About halfway through the movie Cyrus, it occurred to me that the title character could be interpreted as a metaphor for problems people develop in their relationships. The metaphor is simple, but then so is the movie. Your “Cyrus” could be your girlfriend talking in her sleep all night, saying “I hate you”, or something; it could be your girlfriend spending all her time with her ex-boyfriend; it could be your chronic unemployment. It could probably be all of those things at once. Which is partly why, despite it being a perfectly charming and funny and entertaining film, I can’t help but feel weird about Cyrus.
Let me explain: Were it not for Molly’s sheltered and possessive son Cyrus, she and John would probably have a loving and happy relationship. But, of course, relationships aren’t that simple; their problems can’t be attributed to one thing. Relationships are made of problems: big problems, small problems, nuanced problems, old problems, new problems. People are endlessly complicated and this usually makes it hard for us to deal with one another.

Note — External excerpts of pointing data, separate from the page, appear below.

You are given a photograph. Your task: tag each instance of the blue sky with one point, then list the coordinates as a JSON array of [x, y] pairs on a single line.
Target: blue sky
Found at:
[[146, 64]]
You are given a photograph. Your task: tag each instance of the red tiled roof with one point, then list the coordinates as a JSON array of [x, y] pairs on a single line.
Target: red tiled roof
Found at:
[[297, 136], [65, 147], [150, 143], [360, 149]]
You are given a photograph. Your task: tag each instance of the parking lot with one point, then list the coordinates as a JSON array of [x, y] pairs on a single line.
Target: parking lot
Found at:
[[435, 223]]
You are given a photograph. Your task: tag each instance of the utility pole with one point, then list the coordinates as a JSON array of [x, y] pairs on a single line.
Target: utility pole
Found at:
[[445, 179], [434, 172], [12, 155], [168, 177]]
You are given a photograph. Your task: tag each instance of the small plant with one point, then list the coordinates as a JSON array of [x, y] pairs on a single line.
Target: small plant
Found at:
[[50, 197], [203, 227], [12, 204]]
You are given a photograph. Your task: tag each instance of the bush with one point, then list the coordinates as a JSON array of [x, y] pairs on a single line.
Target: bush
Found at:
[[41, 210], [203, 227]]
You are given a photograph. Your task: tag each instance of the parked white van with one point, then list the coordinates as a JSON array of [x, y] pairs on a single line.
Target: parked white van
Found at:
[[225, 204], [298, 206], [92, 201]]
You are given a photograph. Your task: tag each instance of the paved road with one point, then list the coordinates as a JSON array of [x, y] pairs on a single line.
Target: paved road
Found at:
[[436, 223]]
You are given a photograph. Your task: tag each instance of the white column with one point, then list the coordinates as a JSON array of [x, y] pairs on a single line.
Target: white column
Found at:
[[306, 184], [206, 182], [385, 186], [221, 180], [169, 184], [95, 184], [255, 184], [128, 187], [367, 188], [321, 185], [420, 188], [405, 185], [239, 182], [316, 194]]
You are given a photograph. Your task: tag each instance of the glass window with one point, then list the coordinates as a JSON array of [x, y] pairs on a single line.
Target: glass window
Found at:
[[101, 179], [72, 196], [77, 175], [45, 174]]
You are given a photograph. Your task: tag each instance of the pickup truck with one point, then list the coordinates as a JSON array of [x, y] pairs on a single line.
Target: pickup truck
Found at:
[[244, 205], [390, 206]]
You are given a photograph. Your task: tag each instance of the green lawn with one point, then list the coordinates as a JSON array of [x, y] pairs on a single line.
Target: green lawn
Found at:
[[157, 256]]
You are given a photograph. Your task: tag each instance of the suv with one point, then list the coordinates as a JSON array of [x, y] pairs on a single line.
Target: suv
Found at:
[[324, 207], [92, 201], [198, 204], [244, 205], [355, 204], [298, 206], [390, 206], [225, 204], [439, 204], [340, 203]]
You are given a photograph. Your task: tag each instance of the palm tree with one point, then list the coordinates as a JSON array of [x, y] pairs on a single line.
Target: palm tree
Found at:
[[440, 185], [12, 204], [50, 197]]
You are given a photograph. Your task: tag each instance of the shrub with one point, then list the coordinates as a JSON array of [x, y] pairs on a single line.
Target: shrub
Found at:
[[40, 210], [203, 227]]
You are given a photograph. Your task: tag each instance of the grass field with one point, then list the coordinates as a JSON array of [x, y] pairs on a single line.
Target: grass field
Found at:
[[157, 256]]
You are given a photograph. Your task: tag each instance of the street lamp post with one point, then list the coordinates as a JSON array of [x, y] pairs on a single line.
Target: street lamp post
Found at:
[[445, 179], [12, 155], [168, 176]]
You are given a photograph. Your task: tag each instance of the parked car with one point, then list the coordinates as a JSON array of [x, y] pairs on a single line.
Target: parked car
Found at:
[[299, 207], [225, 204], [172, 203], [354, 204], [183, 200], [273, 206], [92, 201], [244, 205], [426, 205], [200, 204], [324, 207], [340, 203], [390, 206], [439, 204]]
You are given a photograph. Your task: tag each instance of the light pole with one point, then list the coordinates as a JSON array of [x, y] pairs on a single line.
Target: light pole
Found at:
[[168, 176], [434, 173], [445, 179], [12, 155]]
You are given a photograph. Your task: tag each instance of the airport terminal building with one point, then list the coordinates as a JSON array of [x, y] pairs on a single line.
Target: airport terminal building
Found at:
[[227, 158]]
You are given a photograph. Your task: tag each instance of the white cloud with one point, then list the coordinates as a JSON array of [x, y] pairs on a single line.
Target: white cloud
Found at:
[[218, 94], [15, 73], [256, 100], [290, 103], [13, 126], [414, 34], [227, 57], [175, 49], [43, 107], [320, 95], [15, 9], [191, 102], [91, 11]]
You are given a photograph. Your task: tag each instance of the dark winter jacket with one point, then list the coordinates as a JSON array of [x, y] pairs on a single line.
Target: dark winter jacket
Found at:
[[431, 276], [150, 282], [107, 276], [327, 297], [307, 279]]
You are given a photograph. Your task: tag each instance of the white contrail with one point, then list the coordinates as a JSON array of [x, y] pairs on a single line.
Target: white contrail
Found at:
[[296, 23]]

This isn’t the case with Cyrus.
All of the actors are great. Here, the problem here is with the script. At the beginning of the movie, John is just a depressed dude who’s been divorced for seven years. His ex-wife is his best friend. It’s sweet. While at a party, he gives a girl a whole speech about how he’s been in a bad place but he thinks that he’s still a pretty good guy. Although it sounds contrived, the speech actually comes off as pretty buyable.
When John falls in love with Molly, his depression disappears. And, were it not for Cyrus, they would likely be happy for ever after. It’s a very Hollywood kind of motif; the viewer is treated to a fantasy world in which the “Cyrus” (stick with the metaphor, here) is clearly identifiable. Reilly truly wants nothing more than Molly. He doesn’t even want his ex-wife to feel jealous. He’s just the nicest guy in the world.
My favorite moment in the movie is toward the end, when Cyrus goes to John’s house and knocks on the door and John goes off on him, yelling some pretty mean shit. No longer Mr. Nice Guy. This is the only time we see the real pathos of this character, the seven years of loneliness and depression that have left him so vulnerable that he’ll give up on Molly because he can’t be hurt again. This moment of irrational, irate emotion is the closest Cyrus gets to doing that thing that only very good movies do, where they have the all-around likable character make some terrible choice and the whole audience just gets so caught up thinking, “No, don’t do that!”
John and his ex-wife have a much more compelling relationship. They have stayed close friends and still call one another before making any major life decision. John is able to care about his ex-wife and not have it be a problem with Molly. It reminds me of the relationship the main character has with his ex-wife in Don DeLillo’s Americana:
Divorce is a wonderful invention, much better than protracted separation or murder. It destroys tension. It liberates many wholesome emotions which had been tyrannized by the various mental cruelties. Divorce is the most educating route to a deep understanding between two people. It’s the second and most important step in arriving at a truly radiant form of self-donative love.
Molly and Cyrus are as one dimensional as John. The weird, new agey, way that Molly has raised Cyrus has made him a sort of man-child. Because he’s maybe somewhere between eighteen and twenty-one, his sense of humor is pretty odd; he knows about sex and stuff, but he’s still pretty immature. It’s definitely a clever way to achieve awkward humor. But, beyond that, the Duplass brothers didn’t conceive much in the way of character development.